# Does anyone know these ants?



## gma2rjc (Nov 21, 2008)

Sorry I don't know what kind they are, but get some Diatomaceous Earth and sprinkle it on the ground where you see them. I've used it on ants and it worked well. 

http://www.richsoil.com/diatomaceous-earth.jsp


----------



## ddawg16 (Aug 15, 2011)

Nope....never met them before. But then again, I'm not that good with faces.


----------



## sz8 (Nov 25, 2006)

*Thanks for the replay.But*

is that product more effective than the ant granules sold in
big box store? It looks like it is safer but I want something
really effective. I suspect without effective bait, the queen
can be not killed. I used bait method for many other types
of ants effectively but not this one. Still searching.

Thanks,





gma2rjc said:


> Sorry I don't know what kind they are, but get some Diatomaceous Earth and sprinkle it on the ground where you see them. I've used it on ants and it worked well.
> 
> http://www.richsoil.com/diatomaceous-earth.jsp


----------



## shark_bait (Apr 28, 2014)

I'm no expert but I've have been dealing with ants lately. Those look like Florida Carpenter Ants which are also called "red and black" carpenter ants.


----------



## mtm (Nov 6, 2007)

Being that your in Texas, and you have never seen them before. I would guess Raspberry Ants aka crazy ants. 


but its a guess..


----------



## hidden1 (Feb 3, 2008)

Does that DE only kill the ones in contact with it or is it taken back to the mound/queen?


----------



## chrisn (Dec 23, 2007)

looks like Bill and his twin,Harry:laughing:


----------



## jmon (Nov 5, 2012)

sz8 said:


> I also found that they like to stay in rotten wood and they do not normally carry/move stuff with them.
> 
> Anyone knows what type of the ants there are? How to completely
> remove them?
> ...


I agree, some type of carpenter ant native to your location. They look like wood eaters. I wouldn't want them around my house.

Take one to your local county extension agrcultural department or pest control exterminator for identification. They should be able to give you the best advice on what they are and how to get rid of them. Just a suggestion.


----------



## Easypick (Sep 29, 2011)

Looks like an acrobat ant to me. I've used Delta Dust successfully before on them indoors and out.


----------



## Bud Cline (Mar 12, 2006)

I can tell you what not to try.
DON'T use an oxy-acetylene torch to try to burn them out...I burned down an entire section of a park at Grapevine Lake using a torch to rid myself of ants one time. Helluva fire it was :furious:too!!!


----------



## PioneerPest (Jul 11, 2014)

They seem to be carpenter ants, SZ. I would try to take care of this issue as soon as possible.


----------



## cleveman (Dec 17, 2011)

Yes, the one on the bottom is named Freddy.

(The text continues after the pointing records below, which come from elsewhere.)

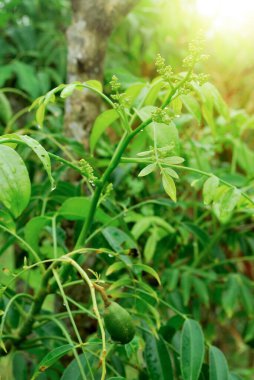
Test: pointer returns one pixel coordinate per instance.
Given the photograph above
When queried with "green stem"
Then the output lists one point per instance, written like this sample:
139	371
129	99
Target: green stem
186	168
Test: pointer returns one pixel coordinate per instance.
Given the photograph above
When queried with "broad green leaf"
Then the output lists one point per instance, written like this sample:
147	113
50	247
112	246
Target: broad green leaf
169	186
94	84
146	268
38	149
51	358
192	350
102	122
157	358
192	106
209	189
218	367
14	181
147	170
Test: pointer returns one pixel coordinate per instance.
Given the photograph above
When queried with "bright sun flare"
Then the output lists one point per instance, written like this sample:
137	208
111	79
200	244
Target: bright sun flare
233	14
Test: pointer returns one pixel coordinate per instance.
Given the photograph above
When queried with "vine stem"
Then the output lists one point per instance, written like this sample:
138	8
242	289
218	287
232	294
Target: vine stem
96	312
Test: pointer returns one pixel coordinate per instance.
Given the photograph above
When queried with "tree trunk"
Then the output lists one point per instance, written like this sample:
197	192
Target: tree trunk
93	23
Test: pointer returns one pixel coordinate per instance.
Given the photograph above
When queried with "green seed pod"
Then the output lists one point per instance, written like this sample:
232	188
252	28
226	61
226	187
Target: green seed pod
119	323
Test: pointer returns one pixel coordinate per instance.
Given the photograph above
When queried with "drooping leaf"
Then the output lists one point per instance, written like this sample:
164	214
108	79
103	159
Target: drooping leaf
51	358
192	106
209	189
38	149
102	122
157	359
169	186
146	268
94	84
192	350
33	230
147	170
150	246
14	181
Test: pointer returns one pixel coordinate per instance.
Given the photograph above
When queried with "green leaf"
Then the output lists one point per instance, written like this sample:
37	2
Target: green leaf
68	90
218	367
231	295
150	245
102	122
6	220
224	206
174	160
192	105
14	181
95	84
146	268
115	267
51	358
157	358
147	170
117	239
171	172
5	109
33	230
219	102
38	149
246	296
192	350
176	104
40	113
186	284
201	290
169	186
77	208
209	189
26	78
166	135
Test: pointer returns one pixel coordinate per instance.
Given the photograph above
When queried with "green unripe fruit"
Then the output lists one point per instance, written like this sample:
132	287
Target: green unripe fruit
119	323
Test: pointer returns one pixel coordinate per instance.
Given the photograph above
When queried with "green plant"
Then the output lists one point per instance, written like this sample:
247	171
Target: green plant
165	260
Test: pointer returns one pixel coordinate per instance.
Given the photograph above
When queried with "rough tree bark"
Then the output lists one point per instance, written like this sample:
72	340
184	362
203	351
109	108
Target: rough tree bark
93	23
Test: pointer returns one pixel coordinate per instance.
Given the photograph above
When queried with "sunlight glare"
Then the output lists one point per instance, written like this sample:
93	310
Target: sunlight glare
227	14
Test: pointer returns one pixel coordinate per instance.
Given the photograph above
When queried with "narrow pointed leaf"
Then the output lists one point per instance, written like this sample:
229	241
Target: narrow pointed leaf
192	350
218	367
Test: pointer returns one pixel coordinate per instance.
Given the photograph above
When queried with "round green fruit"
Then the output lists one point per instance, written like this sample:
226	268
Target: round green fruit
119	323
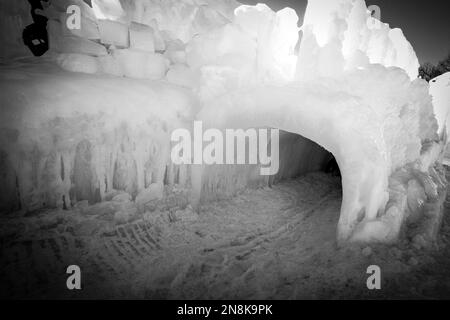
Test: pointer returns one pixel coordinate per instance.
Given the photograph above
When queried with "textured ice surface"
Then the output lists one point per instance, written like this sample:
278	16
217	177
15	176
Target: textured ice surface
352	89
440	90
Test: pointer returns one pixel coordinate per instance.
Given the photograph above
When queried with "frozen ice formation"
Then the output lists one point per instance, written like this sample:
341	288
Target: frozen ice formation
146	67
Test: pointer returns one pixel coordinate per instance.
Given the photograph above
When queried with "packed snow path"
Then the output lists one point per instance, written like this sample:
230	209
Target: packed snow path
269	243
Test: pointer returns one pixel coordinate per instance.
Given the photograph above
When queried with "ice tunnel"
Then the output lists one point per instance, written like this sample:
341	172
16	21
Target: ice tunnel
93	116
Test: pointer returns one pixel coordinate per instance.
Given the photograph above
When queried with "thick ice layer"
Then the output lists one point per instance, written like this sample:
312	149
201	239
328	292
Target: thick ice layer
68	137
340	35
369	142
440	91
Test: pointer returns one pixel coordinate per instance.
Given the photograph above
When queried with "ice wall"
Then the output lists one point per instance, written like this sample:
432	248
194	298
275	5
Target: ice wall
341	35
62	142
14	17
440	91
351	89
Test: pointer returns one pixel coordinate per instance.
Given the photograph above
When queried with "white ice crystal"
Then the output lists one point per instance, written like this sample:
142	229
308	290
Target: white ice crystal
352	88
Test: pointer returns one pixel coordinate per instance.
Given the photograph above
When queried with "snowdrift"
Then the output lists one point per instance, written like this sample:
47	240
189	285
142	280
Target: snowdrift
139	69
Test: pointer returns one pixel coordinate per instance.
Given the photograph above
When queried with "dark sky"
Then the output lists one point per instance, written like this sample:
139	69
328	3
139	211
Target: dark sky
425	23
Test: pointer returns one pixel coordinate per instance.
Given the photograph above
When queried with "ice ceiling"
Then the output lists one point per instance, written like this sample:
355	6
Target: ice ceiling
352	86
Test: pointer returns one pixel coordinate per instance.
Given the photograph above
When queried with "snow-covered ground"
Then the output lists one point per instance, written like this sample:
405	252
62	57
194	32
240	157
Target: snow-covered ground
272	243
85	146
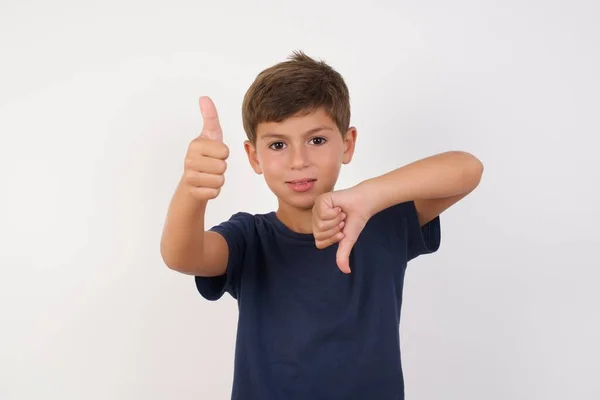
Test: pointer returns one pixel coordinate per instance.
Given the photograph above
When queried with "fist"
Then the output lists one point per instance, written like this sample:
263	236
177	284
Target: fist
205	160
339	217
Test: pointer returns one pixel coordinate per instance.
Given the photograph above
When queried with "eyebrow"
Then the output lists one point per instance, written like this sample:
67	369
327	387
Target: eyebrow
273	135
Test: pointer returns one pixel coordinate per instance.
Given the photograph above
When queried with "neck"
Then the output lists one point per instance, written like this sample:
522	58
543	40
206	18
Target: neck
298	220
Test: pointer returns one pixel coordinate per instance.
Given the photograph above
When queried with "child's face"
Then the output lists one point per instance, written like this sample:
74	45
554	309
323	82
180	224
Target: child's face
301	157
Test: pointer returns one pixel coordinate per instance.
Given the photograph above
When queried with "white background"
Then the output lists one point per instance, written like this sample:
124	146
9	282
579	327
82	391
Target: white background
99	100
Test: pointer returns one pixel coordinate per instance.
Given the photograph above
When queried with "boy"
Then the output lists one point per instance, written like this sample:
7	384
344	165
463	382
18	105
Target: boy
319	281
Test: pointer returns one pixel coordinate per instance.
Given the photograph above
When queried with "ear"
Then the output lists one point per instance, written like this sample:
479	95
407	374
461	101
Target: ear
252	156
349	144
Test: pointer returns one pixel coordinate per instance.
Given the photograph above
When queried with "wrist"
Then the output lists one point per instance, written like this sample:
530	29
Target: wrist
371	199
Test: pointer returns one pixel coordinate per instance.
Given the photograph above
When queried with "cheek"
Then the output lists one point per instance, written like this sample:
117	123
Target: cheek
272	165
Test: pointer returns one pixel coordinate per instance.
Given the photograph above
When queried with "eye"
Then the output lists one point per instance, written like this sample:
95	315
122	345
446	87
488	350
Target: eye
318	141
277	146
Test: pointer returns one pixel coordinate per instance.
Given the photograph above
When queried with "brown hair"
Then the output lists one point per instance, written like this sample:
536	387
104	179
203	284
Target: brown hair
299	85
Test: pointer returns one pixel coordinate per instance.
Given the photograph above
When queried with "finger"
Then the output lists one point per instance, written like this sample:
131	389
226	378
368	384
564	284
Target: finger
324	225
204	180
211	127
321	244
206	164
204	193
209	147
322	235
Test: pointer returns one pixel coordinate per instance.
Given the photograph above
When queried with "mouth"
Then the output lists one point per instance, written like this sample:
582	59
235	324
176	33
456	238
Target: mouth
301	185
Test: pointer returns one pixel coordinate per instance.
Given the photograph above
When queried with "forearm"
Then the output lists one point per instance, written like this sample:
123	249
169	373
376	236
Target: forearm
440	176
182	238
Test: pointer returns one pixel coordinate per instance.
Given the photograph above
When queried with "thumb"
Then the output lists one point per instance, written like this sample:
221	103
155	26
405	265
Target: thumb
351	232
211	128
343	254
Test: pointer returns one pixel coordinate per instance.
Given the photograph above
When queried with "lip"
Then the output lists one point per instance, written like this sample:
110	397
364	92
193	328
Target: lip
301	185
298	181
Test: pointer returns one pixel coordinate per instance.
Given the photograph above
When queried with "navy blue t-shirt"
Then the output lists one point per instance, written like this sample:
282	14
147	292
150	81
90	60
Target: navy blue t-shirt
305	329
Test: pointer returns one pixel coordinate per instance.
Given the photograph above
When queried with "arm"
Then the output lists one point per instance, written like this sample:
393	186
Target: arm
185	245
434	184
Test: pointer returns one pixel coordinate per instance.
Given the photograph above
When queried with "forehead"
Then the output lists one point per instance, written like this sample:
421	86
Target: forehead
297	125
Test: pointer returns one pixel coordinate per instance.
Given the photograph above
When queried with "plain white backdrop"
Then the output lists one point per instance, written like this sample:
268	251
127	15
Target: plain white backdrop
99	100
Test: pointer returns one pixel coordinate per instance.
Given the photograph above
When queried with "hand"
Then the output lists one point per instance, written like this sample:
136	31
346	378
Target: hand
339	217
205	161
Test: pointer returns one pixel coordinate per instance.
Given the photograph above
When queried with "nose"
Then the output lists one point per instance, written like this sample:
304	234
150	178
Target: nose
299	157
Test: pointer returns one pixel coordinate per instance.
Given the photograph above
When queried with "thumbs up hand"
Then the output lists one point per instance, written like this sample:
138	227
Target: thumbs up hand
205	161
340	217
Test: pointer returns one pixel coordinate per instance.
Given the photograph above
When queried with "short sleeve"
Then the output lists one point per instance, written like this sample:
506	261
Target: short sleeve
238	233
403	220
424	239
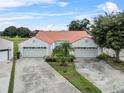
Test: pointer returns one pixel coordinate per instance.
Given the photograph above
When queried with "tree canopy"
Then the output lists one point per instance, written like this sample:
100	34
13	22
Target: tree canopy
79	25
108	32
12	31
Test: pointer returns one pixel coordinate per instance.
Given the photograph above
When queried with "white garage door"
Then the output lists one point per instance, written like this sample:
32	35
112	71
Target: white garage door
34	52
86	51
3	55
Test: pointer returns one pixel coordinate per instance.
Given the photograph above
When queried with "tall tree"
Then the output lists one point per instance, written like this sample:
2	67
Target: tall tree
108	31
10	31
79	25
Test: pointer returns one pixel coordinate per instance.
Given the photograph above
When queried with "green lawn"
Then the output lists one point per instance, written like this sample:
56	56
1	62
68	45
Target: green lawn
16	41
76	79
111	61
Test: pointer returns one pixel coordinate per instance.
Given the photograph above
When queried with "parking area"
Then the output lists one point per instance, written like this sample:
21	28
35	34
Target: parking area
5	72
101	74
33	75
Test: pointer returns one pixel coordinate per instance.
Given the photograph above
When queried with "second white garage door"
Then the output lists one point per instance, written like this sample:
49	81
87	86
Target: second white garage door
34	52
86	51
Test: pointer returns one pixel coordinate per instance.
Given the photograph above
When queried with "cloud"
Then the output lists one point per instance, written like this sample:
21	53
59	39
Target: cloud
19	3
5	24
29	15
62	4
109	7
89	16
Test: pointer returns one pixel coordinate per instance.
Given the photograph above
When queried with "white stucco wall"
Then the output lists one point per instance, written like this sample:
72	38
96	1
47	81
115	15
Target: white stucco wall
111	52
5	44
34	42
84	42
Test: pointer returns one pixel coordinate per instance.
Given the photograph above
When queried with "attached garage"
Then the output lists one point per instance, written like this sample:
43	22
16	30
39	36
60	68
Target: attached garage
34	51
44	42
33	48
86	51
6	50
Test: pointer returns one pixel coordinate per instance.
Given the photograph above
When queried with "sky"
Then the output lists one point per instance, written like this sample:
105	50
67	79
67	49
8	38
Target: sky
52	14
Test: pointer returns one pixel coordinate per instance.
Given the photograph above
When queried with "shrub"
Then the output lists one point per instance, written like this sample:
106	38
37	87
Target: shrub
50	59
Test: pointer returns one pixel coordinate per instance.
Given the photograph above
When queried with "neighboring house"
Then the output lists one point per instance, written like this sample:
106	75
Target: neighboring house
6	50
111	52
44	42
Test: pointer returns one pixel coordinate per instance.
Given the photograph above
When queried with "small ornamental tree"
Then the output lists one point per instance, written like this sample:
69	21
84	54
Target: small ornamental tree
108	32
62	53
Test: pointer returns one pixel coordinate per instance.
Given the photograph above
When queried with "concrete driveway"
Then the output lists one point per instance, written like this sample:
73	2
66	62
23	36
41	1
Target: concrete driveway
36	76
101	74
5	72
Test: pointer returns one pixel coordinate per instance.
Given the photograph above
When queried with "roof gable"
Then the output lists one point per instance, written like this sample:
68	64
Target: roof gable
52	36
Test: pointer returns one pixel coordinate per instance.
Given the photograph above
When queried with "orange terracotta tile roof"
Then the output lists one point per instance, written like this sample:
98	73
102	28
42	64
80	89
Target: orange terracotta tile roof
52	36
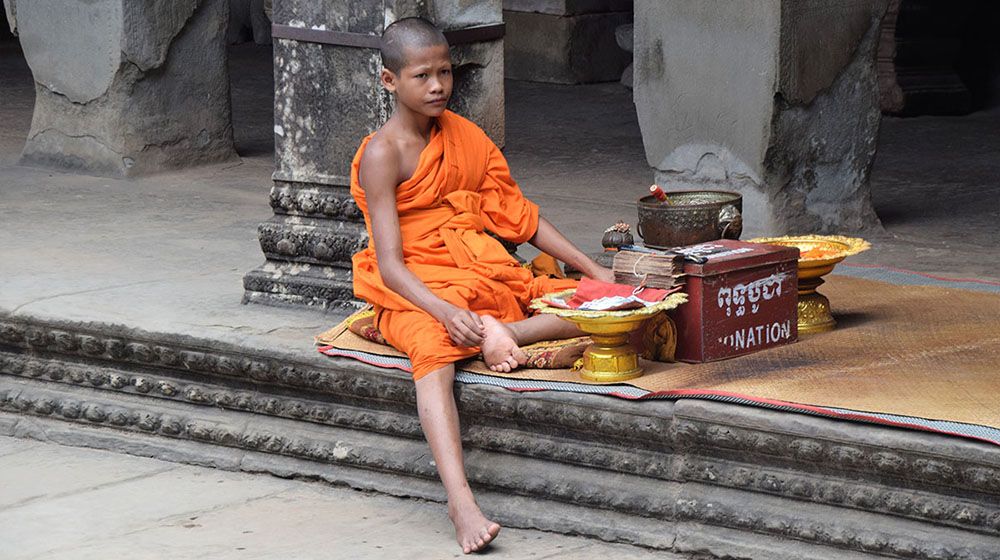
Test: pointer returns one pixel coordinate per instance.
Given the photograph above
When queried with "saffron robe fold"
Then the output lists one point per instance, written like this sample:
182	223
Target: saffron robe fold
461	189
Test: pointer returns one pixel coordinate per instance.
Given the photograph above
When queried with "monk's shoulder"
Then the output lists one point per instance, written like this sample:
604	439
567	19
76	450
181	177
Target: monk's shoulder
462	124
380	162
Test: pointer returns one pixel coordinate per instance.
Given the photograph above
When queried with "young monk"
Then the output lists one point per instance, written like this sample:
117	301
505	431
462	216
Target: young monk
431	184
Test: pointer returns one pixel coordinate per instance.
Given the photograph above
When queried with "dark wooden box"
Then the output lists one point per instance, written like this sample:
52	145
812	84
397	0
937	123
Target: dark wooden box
741	300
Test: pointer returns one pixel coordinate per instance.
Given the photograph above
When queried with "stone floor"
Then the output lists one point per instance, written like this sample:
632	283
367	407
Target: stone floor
167	253
150	509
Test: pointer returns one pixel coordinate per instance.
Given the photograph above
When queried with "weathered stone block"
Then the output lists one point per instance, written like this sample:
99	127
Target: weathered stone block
125	88
777	100
565	49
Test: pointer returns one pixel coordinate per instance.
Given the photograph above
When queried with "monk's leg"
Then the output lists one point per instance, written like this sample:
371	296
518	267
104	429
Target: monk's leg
501	347
439	419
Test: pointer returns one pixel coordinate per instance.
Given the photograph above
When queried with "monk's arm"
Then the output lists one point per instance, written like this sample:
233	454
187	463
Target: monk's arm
381	174
548	239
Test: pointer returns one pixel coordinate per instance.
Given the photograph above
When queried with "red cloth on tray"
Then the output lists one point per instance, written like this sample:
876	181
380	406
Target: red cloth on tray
590	290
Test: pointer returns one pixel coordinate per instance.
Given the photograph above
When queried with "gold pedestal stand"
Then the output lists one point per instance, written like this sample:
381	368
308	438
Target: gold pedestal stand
814	307
610	358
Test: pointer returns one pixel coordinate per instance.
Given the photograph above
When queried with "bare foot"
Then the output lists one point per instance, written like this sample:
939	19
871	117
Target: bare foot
472	530
500	350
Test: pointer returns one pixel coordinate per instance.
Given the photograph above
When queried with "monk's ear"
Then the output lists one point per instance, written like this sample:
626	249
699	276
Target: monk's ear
388	79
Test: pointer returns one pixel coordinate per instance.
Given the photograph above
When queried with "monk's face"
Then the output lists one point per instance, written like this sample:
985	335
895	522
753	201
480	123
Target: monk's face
423	84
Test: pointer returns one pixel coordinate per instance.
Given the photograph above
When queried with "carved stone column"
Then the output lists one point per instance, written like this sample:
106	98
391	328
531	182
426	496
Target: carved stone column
125	88
327	98
776	99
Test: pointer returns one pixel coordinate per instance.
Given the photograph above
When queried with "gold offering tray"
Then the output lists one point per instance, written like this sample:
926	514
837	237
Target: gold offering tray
813	307
610	357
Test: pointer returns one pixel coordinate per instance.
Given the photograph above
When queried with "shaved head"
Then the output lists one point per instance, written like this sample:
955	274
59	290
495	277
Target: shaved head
408	33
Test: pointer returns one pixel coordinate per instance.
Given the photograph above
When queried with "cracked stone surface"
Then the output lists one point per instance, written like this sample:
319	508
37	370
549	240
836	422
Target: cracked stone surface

Sorry, I don't know the one on the top.


----------



## weracemo (Aug 3, 2014)

I had an Ant problem. They started showing up in my kitchen. I watched videos about borax and found Terro was very popular. Got three types of Terro at Home Depot and looked at the label when I got home. Guess Terro likes borax as well since it is the active ingredient.

My Ant problem was solved in three days and visibly gone in five hours. I found the trail outside and placed a pop bottle cap of the liquid in it beside the trail then poured the liquid all around the trail and on top of the ants. They kept walking past the Terro until the scouts found it then wham it was like liquid crack to those ants.. they don't die instantly but take it back to the nest and the whole nest dies... It really worked good so I used the rest of my purchase on the ant hills all around my yard. Have not seen an Ant since...


----------